A Northern Light by Jennifer Donnelly
Unlike the other books on this list, this story is historical fiction, but Mattie, like all the women in these books, has a deeply personal story to tell. Inspired by the same story as Theodore Dreiser's An American Tragedy, this book is about a maid at a hotel who possesses letters that could solve the murder of a hotel guest.

But Mattie is not just a maid: She has dreams of continuing her education and writing books, but she's stuck at her farm taking care of her sisters because her mother is dead and her brother ran off. The setting of this book is compelling and feels real to the time, and Mattie's struggles are emotionally powerful.

My Heartbeat by Garret Freyman-Weyr
It should be hard to call a Printz nominee underrated, but this book is. Ellen is a high school freshman in love with her brother Link's best friend, James. It's never been a problem, until a friend at school asks if Link and James are a couple. Are they?

James and Link and their parents have different answers to that question, and in the course of investigating what love is and should be, Ellen also attempts to find her own interests - her own heartbeat. I love love love this book and want everyone to read it. And then read all the books Ellen reads over the course of the novel, starting with
The Age of Innocence, starring her namesake.

If you're interested in the LGBTQ aspects of the story, The Miseducation of Cameron Post delves deeper into the consequences of a disapproving family. The mid-1990s setting was a little jarring to me because it wasn't quite contemporary or historical, but Cameron has an interesting voice and an absorbing story.

Everything Leads to You by Nina LaCour takes a different angle. It's an engrossing story about a young woman in Hollywood for the summer working as a set designer while trying to stay away from the ex-girlfriend she keeps taking back.

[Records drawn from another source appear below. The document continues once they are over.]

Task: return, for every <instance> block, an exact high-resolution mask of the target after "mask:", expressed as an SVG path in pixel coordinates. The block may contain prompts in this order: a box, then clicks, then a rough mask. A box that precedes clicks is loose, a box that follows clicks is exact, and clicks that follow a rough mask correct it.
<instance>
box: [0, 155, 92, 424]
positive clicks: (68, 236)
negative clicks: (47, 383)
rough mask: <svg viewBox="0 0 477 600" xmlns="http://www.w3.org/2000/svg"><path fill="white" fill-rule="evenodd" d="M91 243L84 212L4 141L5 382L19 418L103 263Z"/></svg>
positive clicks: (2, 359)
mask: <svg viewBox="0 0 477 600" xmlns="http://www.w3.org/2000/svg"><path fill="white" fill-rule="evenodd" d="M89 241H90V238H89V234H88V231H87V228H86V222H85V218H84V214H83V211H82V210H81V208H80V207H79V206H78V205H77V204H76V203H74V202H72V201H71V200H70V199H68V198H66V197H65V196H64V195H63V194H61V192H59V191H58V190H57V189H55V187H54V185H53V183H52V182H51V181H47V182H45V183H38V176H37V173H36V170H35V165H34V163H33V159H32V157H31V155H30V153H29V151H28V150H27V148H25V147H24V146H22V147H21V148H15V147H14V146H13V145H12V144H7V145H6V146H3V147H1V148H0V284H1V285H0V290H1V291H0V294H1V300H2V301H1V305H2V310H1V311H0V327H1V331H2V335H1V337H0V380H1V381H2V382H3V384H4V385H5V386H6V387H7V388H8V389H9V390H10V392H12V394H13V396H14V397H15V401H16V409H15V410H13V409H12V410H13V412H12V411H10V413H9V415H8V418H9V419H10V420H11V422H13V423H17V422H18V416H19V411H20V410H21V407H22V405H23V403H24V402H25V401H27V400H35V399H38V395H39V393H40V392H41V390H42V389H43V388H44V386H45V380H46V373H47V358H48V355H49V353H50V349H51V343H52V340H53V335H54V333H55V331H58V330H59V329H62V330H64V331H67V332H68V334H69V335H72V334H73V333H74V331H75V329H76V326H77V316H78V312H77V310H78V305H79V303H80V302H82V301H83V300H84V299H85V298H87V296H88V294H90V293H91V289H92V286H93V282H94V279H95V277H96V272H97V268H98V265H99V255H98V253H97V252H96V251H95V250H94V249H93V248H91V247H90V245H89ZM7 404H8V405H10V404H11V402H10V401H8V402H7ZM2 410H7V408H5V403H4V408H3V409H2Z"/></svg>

This Song Will Save Your Life by Leila Sales
Elise has never really fit in at school. She doesn't understand the rules and everyone picks on her and she has nothing. Until she finds Start, an underground dance club. There, people like her and even trust her.

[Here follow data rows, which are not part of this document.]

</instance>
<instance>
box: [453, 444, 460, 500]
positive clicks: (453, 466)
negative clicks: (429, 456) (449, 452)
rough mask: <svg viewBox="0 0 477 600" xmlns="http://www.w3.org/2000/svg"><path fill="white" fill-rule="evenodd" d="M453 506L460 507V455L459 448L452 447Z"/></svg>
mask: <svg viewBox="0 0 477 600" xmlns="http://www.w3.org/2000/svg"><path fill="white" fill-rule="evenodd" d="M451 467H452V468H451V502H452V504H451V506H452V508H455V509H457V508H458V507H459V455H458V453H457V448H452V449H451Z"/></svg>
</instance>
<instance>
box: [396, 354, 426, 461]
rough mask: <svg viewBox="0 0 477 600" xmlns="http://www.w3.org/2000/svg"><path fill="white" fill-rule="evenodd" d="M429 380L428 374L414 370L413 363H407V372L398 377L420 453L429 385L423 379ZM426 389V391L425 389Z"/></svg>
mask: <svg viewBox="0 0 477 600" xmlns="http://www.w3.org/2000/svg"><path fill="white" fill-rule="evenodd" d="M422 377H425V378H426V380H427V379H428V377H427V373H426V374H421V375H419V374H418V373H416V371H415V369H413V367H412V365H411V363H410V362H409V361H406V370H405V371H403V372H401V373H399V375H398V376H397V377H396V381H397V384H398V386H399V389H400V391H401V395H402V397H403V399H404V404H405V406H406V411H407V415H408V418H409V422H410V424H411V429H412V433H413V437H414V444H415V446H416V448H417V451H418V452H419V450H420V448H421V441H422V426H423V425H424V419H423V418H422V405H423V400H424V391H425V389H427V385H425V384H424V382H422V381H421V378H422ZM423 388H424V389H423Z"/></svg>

DJing becomes her next big project. She's always been precocious and good with projects. The problem is that the world doesn't like precocious - the world likes ordinary people. This book is about bullying and trying and failing to fit in, but it's also about a girl struggling to find her place in the world.

If you liked this, try the whole oeuvre of Sarah Dessen. Her books are full of complicated teenage girls trying to live their lives among the chaos of everyday normal teenage life, or Since You've Been Gone by Morgan Matson, about Emily's summer after her best friend Sloane disappears from her life.